Banner

Banner
Pemkab OKU

Gunung Anak Krakatau Erupsi Lagi, Warga Diimbau Waspada

Erupsi Gunung Anak Krakatau terlihat dari KRI Torani 860 saat berlayar di Selat Sunda, Lampung, Selasa (1/1/2019).baturajaradio.com -Gunung Anak Krakatau kembali erupsi pada Kamis (3/1) pukul 12.03 WIB dengan tinggi kolom abu teramati kurang lebih 1.600 m di atas puncak atau sekitar 1.710 m di atas permukaan laut. Letusan ini untuk yang kedua kali di hari ini. 

Berdasarkan sumber data KESDM, Badan Geologi, Pusat Vulkanologi dan Mitigasi Bencana Geologi (PVMBG) Pos Pengamatan Gunungapi Anak Krakatau, kolom abu teramati berwarna hitam dengan intensitas tebal condong ke arah utara dan timur laut. 

Erupsi ini terekam di seismogram dengan amplitudo maksimum 31 mm dan durasi kurang lebih 1 menit 10 detik.
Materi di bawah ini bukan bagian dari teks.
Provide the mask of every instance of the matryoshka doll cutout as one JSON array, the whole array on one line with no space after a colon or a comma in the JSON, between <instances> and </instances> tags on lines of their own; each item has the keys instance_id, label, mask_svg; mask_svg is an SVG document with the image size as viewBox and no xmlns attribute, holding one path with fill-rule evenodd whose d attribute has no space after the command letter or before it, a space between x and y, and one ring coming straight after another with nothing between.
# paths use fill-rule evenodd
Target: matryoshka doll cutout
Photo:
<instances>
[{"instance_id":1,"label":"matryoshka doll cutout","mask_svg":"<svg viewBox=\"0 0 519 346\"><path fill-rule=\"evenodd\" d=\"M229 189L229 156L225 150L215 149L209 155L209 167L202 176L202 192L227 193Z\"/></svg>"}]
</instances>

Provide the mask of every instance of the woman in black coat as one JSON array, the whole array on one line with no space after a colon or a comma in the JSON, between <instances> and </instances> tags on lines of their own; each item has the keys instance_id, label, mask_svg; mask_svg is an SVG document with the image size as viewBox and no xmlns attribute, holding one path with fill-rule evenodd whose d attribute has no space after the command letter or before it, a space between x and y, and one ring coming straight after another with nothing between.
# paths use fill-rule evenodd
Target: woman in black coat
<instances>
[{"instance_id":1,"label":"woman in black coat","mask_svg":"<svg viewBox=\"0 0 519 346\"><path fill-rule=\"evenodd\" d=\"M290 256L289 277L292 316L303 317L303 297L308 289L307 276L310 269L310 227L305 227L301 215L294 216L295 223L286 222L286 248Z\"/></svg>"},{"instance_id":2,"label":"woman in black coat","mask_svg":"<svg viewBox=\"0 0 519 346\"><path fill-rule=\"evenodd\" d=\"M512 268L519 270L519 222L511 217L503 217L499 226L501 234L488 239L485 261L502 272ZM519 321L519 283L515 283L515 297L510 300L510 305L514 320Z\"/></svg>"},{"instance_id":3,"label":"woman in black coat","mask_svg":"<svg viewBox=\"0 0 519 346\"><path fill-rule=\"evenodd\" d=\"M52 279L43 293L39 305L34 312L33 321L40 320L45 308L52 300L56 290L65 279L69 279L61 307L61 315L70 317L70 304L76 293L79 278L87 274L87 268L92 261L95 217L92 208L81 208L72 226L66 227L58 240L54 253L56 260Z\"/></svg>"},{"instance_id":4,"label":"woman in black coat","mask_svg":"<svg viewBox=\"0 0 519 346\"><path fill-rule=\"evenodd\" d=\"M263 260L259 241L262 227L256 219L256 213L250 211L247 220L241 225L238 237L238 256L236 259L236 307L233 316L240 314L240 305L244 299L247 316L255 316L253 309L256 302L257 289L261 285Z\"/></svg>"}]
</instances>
Tidak terdengar suara dentuman

"Saat ini Anak Krakatau berada pada Status Level III (Siaga)," ujar lembaga tersebut seperti dalam keterangan tertulis yang diterima Republik.co.id,Kamis (3/1).

Ia menyebut ada beberapa rekomendasi terkait status Gunung Anak Krakatau ini di antaranya masyarakat atau wisatawan tidak diperbolehkan mendekati kawah dalam radius lima kilometer dari kawah.
Sebelumnya di hari yang sama, Gunung Anak Krakatau, Lampung meletus pada Kamis (3/1) pukul 10.17 WIB. 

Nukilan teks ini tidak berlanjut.